Reste qu’avant de pouvoir commercialiser son invention, Cutiss a encore du travail. «2021 sera l’année de l’indépendance», assure Daniela Marino. Avec une équipe dédiée, des salles blanches à Schlieren pour la production, des contrôles de qualité. Et, bien sûr, la poursuite des essais cliniques. Des essais de phase II sont en cours en Suisse, aux Pays-Bas et en Italie. Si tout se passe bien, ces tests devraient être terminés dans le courant de l’année 2022.

Production en série

Ensuite, si la nouvelle peau de Cutiss reçoit le feu vert en vue d’une commercialisation, la jeune pousse aura de nouveau besoin d’argent frais. Entre 50 et 100 millions de francs, estime Daniela Marino. Elle n’exclut pas non plus une introduction en bourse. «Pourquoi pas? C’est l’une des nombreuses possibilités», déclare la jeune entrepreneuse. Jusqu’à présent, Cutiss a levé 48 millions de francs.

Une bonne partie de ces fonds sera destinée à la production en série de machines à fabriquer de la peau, entièrement automatisées. Pour l’instant, il n’en existe qu’un prototype mais, à l’avenir, Cutiss souhaite utiliser ces machines pour produire des greffons de peau à grande échelle pour les hôpitaux. «Il y a encore beaucoup à faire, assure la dirigeante, mais nous avons une équipe qui est capable d’y arriver.»

Il a toujours été clair pour Daniela Marino qu’elle voulait devenir une scientifique. Même à l’âge de 7 ans, assure-t-elle, c’était son objectif. Un objectif qu’elle n’a cessé depuis lors de poursuivre. Elle a étudié la biotechnologie à Milan, a fait son doctorat à l’EPFZ, est devenue associée de recherche à l’UZH, fait partie d’un projet financé par l’UE, puis Wyss Zurich, et enfin Cutiss.

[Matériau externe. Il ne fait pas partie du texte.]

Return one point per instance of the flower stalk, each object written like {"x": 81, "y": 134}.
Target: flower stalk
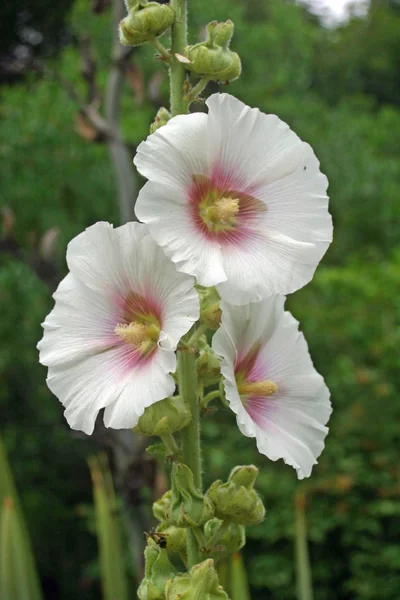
{"x": 177, "y": 69}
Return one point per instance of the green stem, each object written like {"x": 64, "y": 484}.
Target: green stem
{"x": 177, "y": 70}
{"x": 198, "y": 88}
{"x": 201, "y": 329}
{"x": 209, "y": 397}
{"x": 190, "y": 437}
{"x": 162, "y": 51}
{"x": 217, "y": 535}
{"x": 170, "y": 443}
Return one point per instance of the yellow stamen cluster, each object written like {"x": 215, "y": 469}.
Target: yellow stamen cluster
{"x": 220, "y": 214}
{"x": 140, "y": 336}
{"x": 258, "y": 388}
{"x": 226, "y": 209}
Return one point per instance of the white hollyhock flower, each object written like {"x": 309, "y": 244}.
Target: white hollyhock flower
{"x": 118, "y": 317}
{"x": 271, "y": 383}
{"x": 236, "y": 199}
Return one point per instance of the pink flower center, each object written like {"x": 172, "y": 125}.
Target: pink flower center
{"x": 140, "y": 326}
{"x": 219, "y": 211}
{"x": 253, "y": 389}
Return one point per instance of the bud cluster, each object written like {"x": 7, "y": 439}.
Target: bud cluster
{"x": 145, "y": 20}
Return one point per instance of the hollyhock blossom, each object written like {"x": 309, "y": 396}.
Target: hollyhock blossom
{"x": 236, "y": 199}
{"x": 271, "y": 383}
{"x": 119, "y": 314}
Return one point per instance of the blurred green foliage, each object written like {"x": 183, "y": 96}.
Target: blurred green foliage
{"x": 340, "y": 90}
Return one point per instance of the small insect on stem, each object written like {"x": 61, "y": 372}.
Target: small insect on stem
{"x": 159, "y": 537}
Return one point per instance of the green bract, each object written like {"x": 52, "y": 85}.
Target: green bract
{"x": 236, "y": 500}
{"x": 145, "y": 20}
{"x": 158, "y": 571}
{"x": 201, "y": 583}
{"x": 162, "y": 507}
{"x": 175, "y": 537}
{"x": 232, "y": 540}
{"x": 165, "y": 417}
{"x": 213, "y": 58}
{"x": 189, "y": 508}
{"x": 162, "y": 117}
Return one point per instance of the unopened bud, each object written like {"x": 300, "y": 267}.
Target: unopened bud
{"x": 210, "y": 311}
{"x": 164, "y": 417}
{"x": 175, "y": 537}
{"x": 236, "y": 500}
{"x": 162, "y": 117}
{"x": 232, "y": 539}
{"x": 158, "y": 571}
{"x": 162, "y": 507}
{"x": 213, "y": 58}
{"x": 189, "y": 508}
{"x": 201, "y": 583}
{"x": 145, "y": 20}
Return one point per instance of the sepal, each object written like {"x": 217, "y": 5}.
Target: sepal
{"x": 213, "y": 58}
{"x": 158, "y": 571}
{"x": 231, "y": 541}
{"x": 236, "y": 500}
{"x": 164, "y": 417}
{"x": 144, "y": 21}
{"x": 189, "y": 508}
{"x": 201, "y": 583}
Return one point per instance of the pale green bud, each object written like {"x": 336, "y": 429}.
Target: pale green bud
{"x": 164, "y": 417}
{"x": 144, "y": 21}
{"x": 175, "y": 537}
{"x": 189, "y": 508}
{"x": 162, "y": 507}
{"x": 210, "y": 311}
{"x": 201, "y": 583}
{"x": 208, "y": 367}
{"x": 213, "y": 58}
{"x": 162, "y": 117}
{"x": 232, "y": 540}
{"x": 158, "y": 571}
{"x": 237, "y": 499}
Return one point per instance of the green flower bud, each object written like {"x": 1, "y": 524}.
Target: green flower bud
{"x": 201, "y": 583}
{"x": 210, "y": 312}
{"x": 213, "y": 58}
{"x": 208, "y": 367}
{"x": 162, "y": 117}
{"x": 237, "y": 499}
{"x": 175, "y": 537}
{"x": 162, "y": 507}
{"x": 158, "y": 571}
{"x": 144, "y": 21}
{"x": 231, "y": 540}
{"x": 164, "y": 417}
{"x": 189, "y": 507}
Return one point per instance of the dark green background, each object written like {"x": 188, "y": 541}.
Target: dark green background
{"x": 340, "y": 91}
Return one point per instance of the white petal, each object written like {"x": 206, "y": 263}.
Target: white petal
{"x": 144, "y": 389}
{"x": 291, "y": 423}
{"x": 164, "y": 209}
{"x": 89, "y": 367}
{"x": 248, "y": 143}
{"x": 104, "y": 381}
{"x": 95, "y": 257}
{"x": 81, "y": 324}
{"x": 175, "y": 152}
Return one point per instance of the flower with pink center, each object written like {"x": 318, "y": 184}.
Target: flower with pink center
{"x": 119, "y": 314}
{"x": 271, "y": 384}
{"x": 236, "y": 199}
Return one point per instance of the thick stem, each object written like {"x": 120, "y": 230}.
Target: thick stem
{"x": 121, "y": 157}
{"x": 190, "y": 437}
{"x": 177, "y": 69}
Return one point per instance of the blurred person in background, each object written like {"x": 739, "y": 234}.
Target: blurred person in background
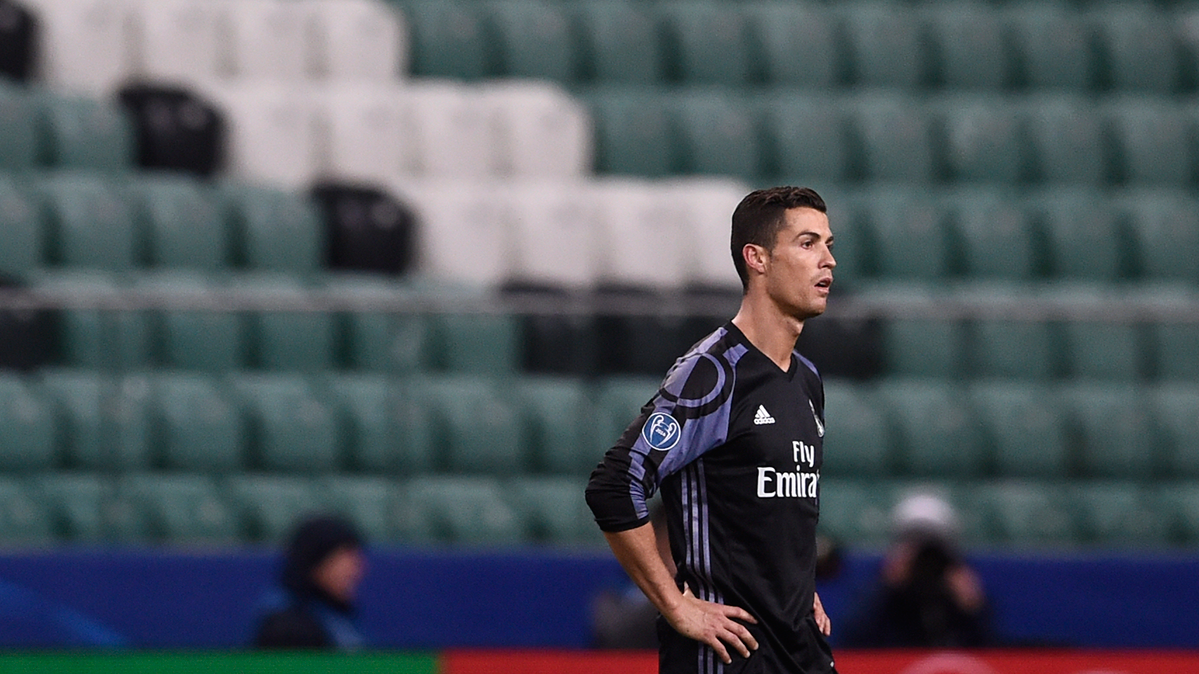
{"x": 319, "y": 579}
{"x": 926, "y": 595}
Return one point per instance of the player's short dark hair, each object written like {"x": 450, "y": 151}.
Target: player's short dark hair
{"x": 759, "y": 217}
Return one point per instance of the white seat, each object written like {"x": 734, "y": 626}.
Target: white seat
{"x": 541, "y": 131}
{"x": 272, "y": 131}
{"x": 552, "y": 232}
{"x": 639, "y": 235}
{"x": 266, "y": 40}
{"x": 463, "y": 234}
{"x": 180, "y": 40}
{"x": 86, "y": 46}
{"x": 356, "y": 41}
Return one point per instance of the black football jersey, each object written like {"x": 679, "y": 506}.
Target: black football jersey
{"x": 735, "y": 445}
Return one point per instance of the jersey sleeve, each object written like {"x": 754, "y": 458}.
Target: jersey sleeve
{"x": 688, "y": 416}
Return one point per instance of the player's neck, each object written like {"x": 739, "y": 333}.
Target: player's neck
{"x": 769, "y": 329}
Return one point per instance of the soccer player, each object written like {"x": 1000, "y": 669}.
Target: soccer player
{"x": 733, "y": 438}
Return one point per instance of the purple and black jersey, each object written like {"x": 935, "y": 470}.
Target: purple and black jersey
{"x": 735, "y": 445}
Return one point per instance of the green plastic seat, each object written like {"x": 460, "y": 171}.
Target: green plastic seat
{"x": 1114, "y": 431}
{"x": 618, "y": 42}
{"x": 855, "y": 443}
{"x": 85, "y": 133}
{"x": 1068, "y": 142}
{"x": 554, "y": 511}
{"x": 933, "y": 429}
{"x": 182, "y": 223}
{"x": 549, "y": 410}
{"x": 272, "y": 230}
{"x": 180, "y": 509}
{"x": 476, "y": 427}
{"x": 449, "y": 38}
{"x": 24, "y": 230}
{"x": 91, "y": 222}
{"x": 24, "y": 519}
{"x": 104, "y": 420}
{"x": 1023, "y": 427}
{"x": 708, "y": 42}
{"x": 532, "y": 38}
{"x": 198, "y": 427}
{"x": 384, "y": 427}
{"x": 270, "y": 506}
{"x": 464, "y": 510}
{"x": 293, "y": 427}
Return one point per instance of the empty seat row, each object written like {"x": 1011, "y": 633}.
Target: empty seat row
{"x": 887, "y": 136}
{"x": 1024, "y": 513}
{"x": 1136, "y": 47}
{"x": 96, "y": 46}
{"x": 198, "y": 510}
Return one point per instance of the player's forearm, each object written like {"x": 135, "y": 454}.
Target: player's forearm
{"x": 638, "y": 553}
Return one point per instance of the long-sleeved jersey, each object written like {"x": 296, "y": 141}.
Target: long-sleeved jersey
{"x": 735, "y": 445}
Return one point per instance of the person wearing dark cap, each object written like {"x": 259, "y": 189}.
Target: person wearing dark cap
{"x": 320, "y": 575}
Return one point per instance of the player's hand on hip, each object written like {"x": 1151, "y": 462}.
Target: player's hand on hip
{"x": 714, "y": 624}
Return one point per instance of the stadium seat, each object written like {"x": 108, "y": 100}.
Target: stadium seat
{"x": 1024, "y": 428}
{"x": 553, "y": 511}
{"x": 618, "y": 42}
{"x": 932, "y": 428}
{"x": 1068, "y": 142}
{"x": 464, "y": 510}
{"x": 85, "y": 134}
{"x": 898, "y": 139}
{"x": 1084, "y": 236}
{"x": 198, "y": 428}
{"x": 808, "y": 137}
{"x": 971, "y": 47}
{"x": 1054, "y": 46}
{"x": 634, "y": 132}
{"x": 104, "y": 420}
{"x": 26, "y": 440}
{"x": 1139, "y": 48}
{"x": 889, "y": 44}
{"x": 24, "y": 519}
{"x": 449, "y": 40}
{"x": 356, "y": 41}
{"x": 1166, "y": 230}
{"x": 998, "y": 236}
{"x": 476, "y": 429}
{"x": 369, "y": 503}
{"x": 385, "y": 427}
{"x": 532, "y": 40}
{"x": 180, "y": 509}
{"x": 706, "y": 42}
{"x": 856, "y": 441}
{"x": 1175, "y": 409}
{"x": 719, "y": 134}
{"x": 291, "y": 425}
{"x": 1114, "y": 431}
{"x": 1118, "y": 512}
{"x": 91, "y": 223}
{"x": 285, "y": 339}
{"x": 550, "y": 409}
{"x": 984, "y": 140}
{"x": 181, "y": 222}
{"x": 97, "y": 338}
{"x": 799, "y": 44}
{"x": 270, "y": 506}
{"x": 211, "y": 339}
{"x": 1152, "y": 143}
{"x": 88, "y": 509}
{"x": 84, "y": 46}
{"x": 24, "y": 232}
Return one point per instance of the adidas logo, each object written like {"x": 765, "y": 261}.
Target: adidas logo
{"x": 761, "y": 416}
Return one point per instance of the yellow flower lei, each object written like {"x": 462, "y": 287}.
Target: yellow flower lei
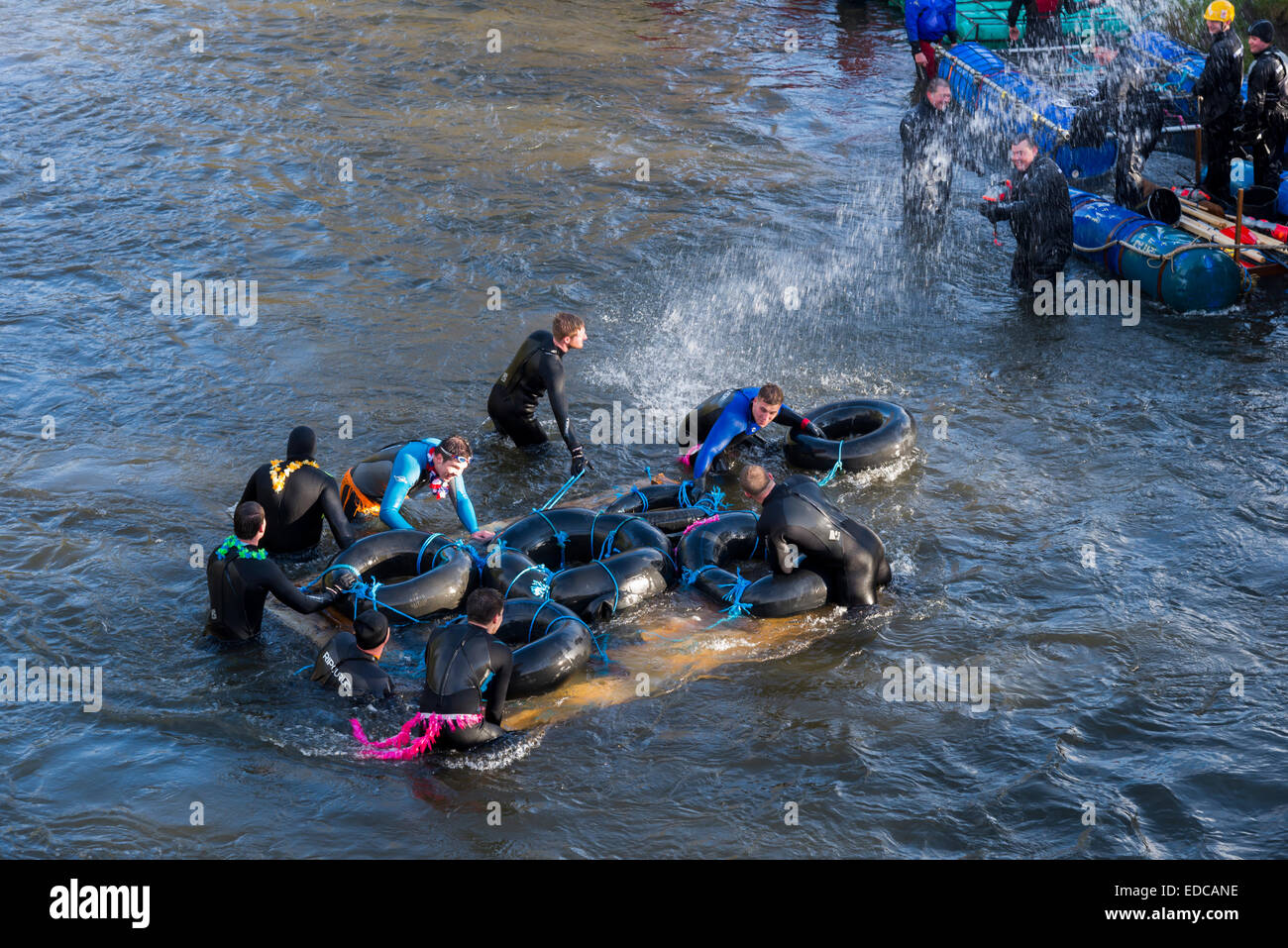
{"x": 278, "y": 476}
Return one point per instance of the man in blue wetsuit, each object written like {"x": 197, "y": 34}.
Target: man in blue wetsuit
{"x": 747, "y": 412}
{"x": 384, "y": 480}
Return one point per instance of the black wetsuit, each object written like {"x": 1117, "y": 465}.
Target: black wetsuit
{"x": 239, "y": 586}
{"x": 1042, "y": 20}
{"x": 849, "y": 556}
{"x": 1041, "y": 219}
{"x": 459, "y": 657}
{"x": 1129, "y": 106}
{"x": 536, "y": 369}
{"x": 930, "y": 145}
{"x": 1265, "y": 115}
{"x": 294, "y": 517}
{"x": 366, "y": 679}
{"x": 1222, "y": 89}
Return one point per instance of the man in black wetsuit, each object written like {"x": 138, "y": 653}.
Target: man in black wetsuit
{"x": 460, "y": 657}
{"x": 240, "y": 576}
{"x": 797, "y": 522}
{"x": 1039, "y": 213}
{"x": 1265, "y": 114}
{"x": 351, "y": 661}
{"x": 1220, "y": 90}
{"x": 295, "y": 496}
{"x": 533, "y": 371}
{"x": 1127, "y": 103}
{"x": 930, "y": 143}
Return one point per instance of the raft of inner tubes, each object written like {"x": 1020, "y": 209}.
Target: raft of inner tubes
{"x": 565, "y": 569}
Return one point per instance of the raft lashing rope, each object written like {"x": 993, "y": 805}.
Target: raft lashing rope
{"x": 593, "y": 563}
{"x": 668, "y": 506}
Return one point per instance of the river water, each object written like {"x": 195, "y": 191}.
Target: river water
{"x": 1082, "y": 517}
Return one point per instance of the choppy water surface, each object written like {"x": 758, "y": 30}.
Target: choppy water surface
{"x": 1086, "y": 526}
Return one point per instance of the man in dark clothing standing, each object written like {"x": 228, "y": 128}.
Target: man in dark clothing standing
{"x": 295, "y": 496}
{"x": 1128, "y": 106}
{"x": 537, "y": 369}
{"x": 460, "y": 659}
{"x": 797, "y": 522}
{"x": 1039, "y": 213}
{"x": 930, "y": 145}
{"x": 240, "y": 576}
{"x": 1220, "y": 90}
{"x": 1265, "y": 114}
{"x": 1042, "y": 20}
{"x": 351, "y": 661}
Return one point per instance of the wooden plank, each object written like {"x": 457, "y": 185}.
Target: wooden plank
{"x": 1201, "y": 230}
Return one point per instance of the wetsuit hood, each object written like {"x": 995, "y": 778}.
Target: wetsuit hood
{"x": 301, "y": 445}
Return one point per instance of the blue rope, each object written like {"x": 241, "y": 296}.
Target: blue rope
{"x": 362, "y": 591}
{"x": 683, "y": 493}
{"x": 734, "y": 597}
{"x": 562, "y": 491}
{"x": 478, "y": 558}
{"x": 561, "y": 537}
{"x": 423, "y": 546}
{"x": 528, "y": 570}
{"x": 334, "y": 566}
{"x": 836, "y": 468}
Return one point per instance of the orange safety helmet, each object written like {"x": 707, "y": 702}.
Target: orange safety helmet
{"x": 1220, "y": 11}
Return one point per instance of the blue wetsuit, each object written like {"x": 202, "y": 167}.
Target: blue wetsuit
{"x": 412, "y": 469}
{"x": 737, "y": 421}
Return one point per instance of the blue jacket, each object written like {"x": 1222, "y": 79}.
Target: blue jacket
{"x": 927, "y": 21}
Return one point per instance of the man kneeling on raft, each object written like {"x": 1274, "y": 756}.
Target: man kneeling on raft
{"x": 395, "y": 473}
{"x": 798, "y": 522}
{"x": 460, "y": 659}
{"x": 295, "y": 496}
{"x": 240, "y": 576}
{"x": 351, "y": 661}
{"x": 747, "y": 412}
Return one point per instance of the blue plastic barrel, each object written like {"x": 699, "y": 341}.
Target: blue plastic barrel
{"x": 1186, "y": 65}
{"x": 1203, "y": 278}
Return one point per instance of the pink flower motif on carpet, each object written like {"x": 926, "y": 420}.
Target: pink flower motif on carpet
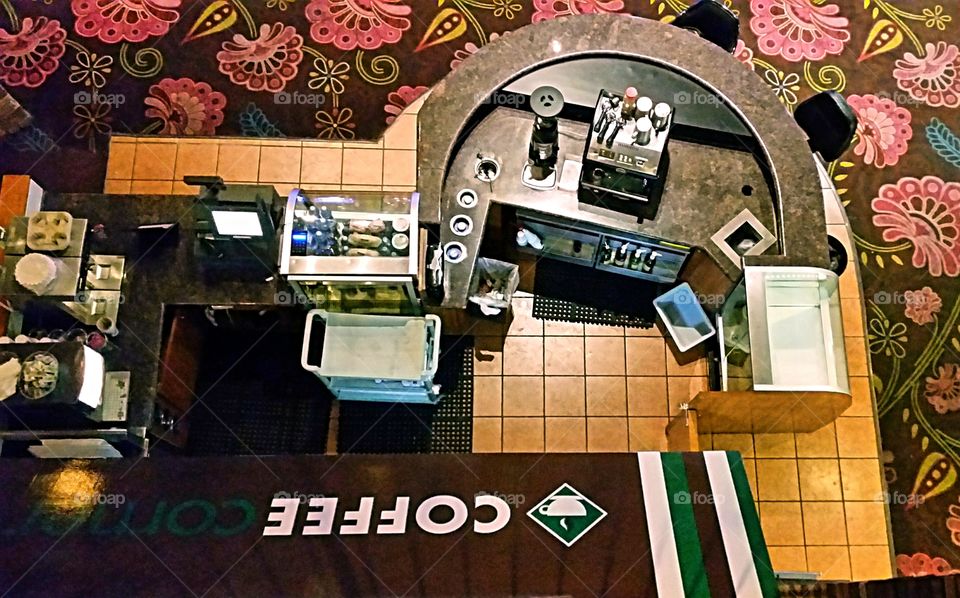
{"x": 883, "y": 129}
{"x": 927, "y": 214}
{"x": 798, "y": 29}
{"x": 920, "y": 564}
{"x": 266, "y": 63}
{"x": 400, "y": 99}
{"x": 544, "y": 10}
{"x": 185, "y": 107}
{"x": 922, "y": 305}
{"x": 943, "y": 392}
{"x": 933, "y": 79}
{"x": 351, "y": 24}
{"x": 744, "y": 54}
{"x": 115, "y": 21}
{"x": 28, "y": 56}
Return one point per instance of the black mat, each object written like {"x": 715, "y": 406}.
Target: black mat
{"x": 404, "y": 428}
{"x": 572, "y": 293}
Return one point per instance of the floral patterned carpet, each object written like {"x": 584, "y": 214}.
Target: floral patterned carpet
{"x": 343, "y": 69}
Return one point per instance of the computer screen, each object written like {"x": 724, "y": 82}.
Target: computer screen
{"x": 237, "y": 224}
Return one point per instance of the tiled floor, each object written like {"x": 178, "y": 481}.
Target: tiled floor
{"x": 556, "y": 387}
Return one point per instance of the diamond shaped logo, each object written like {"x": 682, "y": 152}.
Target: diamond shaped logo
{"x": 567, "y": 514}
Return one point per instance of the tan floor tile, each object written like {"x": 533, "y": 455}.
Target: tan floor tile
{"x": 566, "y": 435}
{"x": 487, "y": 396}
{"x": 399, "y": 167}
{"x": 563, "y": 355}
{"x": 321, "y": 165}
{"x": 606, "y": 395}
{"x": 113, "y": 186}
{"x": 607, "y": 435}
{"x": 523, "y": 395}
{"x": 647, "y": 396}
{"x": 154, "y": 161}
{"x": 486, "y": 434}
{"x": 402, "y": 134}
{"x": 860, "y": 479}
{"x": 646, "y": 356}
{"x": 866, "y": 523}
{"x": 487, "y": 360}
{"x": 777, "y": 479}
{"x": 120, "y": 160}
{"x": 856, "y": 356}
{"x": 823, "y": 523}
{"x": 682, "y": 389}
{"x": 151, "y": 187}
{"x": 775, "y": 445}
{"x": 523, "y": 323}
{"x": 602, "y": 330}
{"x": 857, "y": 437}
{"x": 782, "y": 523}
{"x": 822, "y": 443}
{"x": 523, "y": 355}
{"x": 196, "y": 159}
{"x": 870, "y": 562}
{"x": 852, "y": 318}
{"x": 280, "y": 163}
{"x": 788, "y": 558}
{"x": 648, "y": 433}
{"x": 819, "y": 479}
{"x": 523, "y": 434}
{"x": 862, "y": 403}
{"x": 551, "y": 327}
{"x": 238, "y": 163}
{"x": 741, "y": 443}
{"x": 362, "y": 166}
{"x": 831, "y": 562}
{"x": 565, "y": 395}
{"x": 605, "y": 356}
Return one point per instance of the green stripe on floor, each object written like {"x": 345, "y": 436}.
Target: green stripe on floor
{"x": 758, "y": 548}
{"x": 692, "y": 569}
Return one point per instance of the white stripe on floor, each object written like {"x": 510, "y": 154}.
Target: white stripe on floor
{"x": 735, "y": 541}
{"x": 663, "y": 545}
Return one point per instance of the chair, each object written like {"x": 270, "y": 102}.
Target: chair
{"x": 829, "y": 123}
{"x": 713, "y": 22}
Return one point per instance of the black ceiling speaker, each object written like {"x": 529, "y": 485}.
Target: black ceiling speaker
{"x": 712, "y": 21}
{"x": 829, "y": 122}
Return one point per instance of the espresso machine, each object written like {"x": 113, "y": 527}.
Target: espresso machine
{"x": 625, "y": 159}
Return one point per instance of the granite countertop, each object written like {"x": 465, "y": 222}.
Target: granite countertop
{"x": 157, "y": 276}
{"x": 796, "y": 199}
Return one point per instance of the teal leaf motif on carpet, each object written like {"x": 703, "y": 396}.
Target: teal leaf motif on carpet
{"x": 944, "y": 141}
{"x": 254, "y": 123}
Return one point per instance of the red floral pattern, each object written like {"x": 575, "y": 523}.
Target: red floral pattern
{"x": 351, "y": 24}
{"x": 266, "y": 63}
{"x": 883, "y": 129}
{"x": 27, "y": 57}
{"x": 114, "y": 21}
{"x": 933, "y": 79}
{"x": 186, "y": 107}
{"x": 927, "y": 214}
{"x": 798, "y": 29}
{"x": 551, "y": 9}
{"x": 400, "y": 99}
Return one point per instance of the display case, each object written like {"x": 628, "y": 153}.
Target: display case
{"x": 355, "y": 252}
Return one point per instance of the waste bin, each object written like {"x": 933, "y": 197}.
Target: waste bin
{"x": 686, "y": 321}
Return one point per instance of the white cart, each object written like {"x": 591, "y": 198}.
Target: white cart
{"x": 376, "y": 358}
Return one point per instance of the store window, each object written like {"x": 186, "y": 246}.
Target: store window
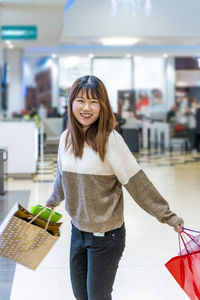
{"x": 149, "y": 84}
{"x": 116, "y": 74}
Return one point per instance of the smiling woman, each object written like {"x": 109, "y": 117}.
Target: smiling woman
{"x": 86, "y": 110}
{"x": 93, "y": 164}
{"x": 89, "y": 105}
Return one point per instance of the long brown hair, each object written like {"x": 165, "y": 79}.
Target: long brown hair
{"x": 97, "y": 134}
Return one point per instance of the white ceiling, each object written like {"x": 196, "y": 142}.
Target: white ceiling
{"x": 172, "y": 26}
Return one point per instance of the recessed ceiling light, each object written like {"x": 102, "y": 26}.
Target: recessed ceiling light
{"x": 8, "y": 42}
{"x": 10, "y": 46}
{"x": 119, "y": 41}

Le fait qu’elle n’est plus seulement une scientifique mais aussi désormais une entrepreneuse a changé sa vie professionnelle, mais son objectif est resté le même qu’avant: «Je veux aider les gens.»


4 questions à Daniela Marino

1. Quelle est la leçon la plus importante que vous avez tirée de la crise du covid?
Il faut être flexible pour survivre.

2. Quelles sont vos recommandations en matière de télétravail?
Nous suivons les directives de l’OFSP.

3. Quelle est la dernière fois que vous avez surpris vos employés?
J’essaie de les surprendre de manière positive tous les jours.

4. Où passerez-vous vos prochaines vacances?
La Toscane sur la plage. J’ai besoin de vitamine «sea»!